Here, the gravamen of the amended counterclaims alleging fraud was that in 2008, Parizat fraudulently represented that Ovadia would "maintain a beneficial interest in 50% of ION's assets," which induced Ovadia to have his membership interest in ION titled in Parizat's name. Although the defendants contended that they did not discover the alleged fraud until the complaint in this action was filed in September 2021, it conclusively appears that Ovadia had knowledge of facts that should have caused him to inquire and discover the alleged fraud in or about January 2019 (see Pare v Pare, 222 A.D.3d at 769; Aozora Bank, Ltd. v Deutsche Bank Sec. Inc., 137 A.D.3d 685, 689; Oggioni v Oggioni, 46 A.D.3d 646, 648).
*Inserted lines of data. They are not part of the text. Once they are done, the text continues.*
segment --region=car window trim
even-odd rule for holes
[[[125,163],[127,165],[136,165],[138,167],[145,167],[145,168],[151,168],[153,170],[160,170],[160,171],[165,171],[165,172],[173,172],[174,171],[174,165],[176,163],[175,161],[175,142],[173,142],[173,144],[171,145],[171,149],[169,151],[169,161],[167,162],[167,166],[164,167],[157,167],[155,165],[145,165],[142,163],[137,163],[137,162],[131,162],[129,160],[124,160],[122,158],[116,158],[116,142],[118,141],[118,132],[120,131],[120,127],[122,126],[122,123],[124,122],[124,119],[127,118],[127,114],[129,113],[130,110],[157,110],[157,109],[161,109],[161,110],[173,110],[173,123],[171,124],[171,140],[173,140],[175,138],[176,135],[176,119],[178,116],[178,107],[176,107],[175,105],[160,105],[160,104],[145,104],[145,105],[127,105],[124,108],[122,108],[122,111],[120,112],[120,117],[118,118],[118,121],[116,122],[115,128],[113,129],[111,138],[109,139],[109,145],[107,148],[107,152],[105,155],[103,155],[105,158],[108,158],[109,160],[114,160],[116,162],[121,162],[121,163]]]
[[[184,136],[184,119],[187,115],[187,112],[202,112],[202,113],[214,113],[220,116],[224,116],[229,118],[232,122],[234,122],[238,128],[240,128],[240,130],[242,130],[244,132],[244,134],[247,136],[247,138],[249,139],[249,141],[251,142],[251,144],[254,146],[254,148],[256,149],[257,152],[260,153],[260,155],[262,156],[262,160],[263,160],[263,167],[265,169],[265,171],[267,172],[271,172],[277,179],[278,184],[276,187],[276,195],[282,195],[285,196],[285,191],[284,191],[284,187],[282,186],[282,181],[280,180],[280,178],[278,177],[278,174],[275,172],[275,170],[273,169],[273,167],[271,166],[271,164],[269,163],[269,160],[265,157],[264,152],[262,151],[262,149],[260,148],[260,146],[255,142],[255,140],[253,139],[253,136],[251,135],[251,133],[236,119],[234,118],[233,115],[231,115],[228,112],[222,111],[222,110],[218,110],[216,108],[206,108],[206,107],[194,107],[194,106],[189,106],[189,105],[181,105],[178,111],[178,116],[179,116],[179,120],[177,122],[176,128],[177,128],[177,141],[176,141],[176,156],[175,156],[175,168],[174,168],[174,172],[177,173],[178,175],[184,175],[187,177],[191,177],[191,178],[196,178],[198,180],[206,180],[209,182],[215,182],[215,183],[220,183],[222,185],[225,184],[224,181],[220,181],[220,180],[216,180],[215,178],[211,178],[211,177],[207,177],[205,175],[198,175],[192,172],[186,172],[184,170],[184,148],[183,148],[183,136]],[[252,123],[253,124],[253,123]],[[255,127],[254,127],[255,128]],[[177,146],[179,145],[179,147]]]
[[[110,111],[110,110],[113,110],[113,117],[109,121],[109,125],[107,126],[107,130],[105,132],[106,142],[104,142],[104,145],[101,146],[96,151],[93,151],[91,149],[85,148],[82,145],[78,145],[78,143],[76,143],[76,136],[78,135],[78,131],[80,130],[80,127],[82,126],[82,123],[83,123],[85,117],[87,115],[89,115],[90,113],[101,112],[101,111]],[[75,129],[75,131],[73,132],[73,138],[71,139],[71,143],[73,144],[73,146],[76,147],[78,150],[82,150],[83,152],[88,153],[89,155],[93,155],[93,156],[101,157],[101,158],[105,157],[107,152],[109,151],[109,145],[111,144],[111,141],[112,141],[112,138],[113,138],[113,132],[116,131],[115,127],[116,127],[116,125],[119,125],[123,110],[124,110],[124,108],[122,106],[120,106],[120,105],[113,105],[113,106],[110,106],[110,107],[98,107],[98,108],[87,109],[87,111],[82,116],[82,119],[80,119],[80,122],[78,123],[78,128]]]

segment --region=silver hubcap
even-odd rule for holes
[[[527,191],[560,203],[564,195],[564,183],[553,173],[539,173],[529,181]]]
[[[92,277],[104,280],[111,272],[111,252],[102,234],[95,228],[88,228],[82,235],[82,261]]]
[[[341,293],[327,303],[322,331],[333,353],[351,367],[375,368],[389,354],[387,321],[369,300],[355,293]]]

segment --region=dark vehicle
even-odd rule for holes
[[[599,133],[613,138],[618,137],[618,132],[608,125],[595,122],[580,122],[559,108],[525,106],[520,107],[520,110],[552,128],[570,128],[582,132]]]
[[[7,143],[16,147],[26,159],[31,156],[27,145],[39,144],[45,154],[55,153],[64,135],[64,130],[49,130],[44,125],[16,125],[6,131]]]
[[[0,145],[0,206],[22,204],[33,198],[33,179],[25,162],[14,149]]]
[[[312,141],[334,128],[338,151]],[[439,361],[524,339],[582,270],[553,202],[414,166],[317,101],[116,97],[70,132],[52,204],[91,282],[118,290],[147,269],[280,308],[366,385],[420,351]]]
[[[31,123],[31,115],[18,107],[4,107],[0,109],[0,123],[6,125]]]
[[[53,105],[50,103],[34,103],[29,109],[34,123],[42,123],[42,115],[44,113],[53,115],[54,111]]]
Accordingly, the defendants failed to meet their burden to establish that they could not have discovered the fraud more than two years before the plaintiffs commenced this action in September 2021.
The parties' remaining contentions, including those raised by the plaintiffs as alternative grounds for affirmance, either are without merit or need not be reached in light of our determination.
LASALLE, P.J., CONNOLLY, GENOVESI and LANDICINO, JJ., concur.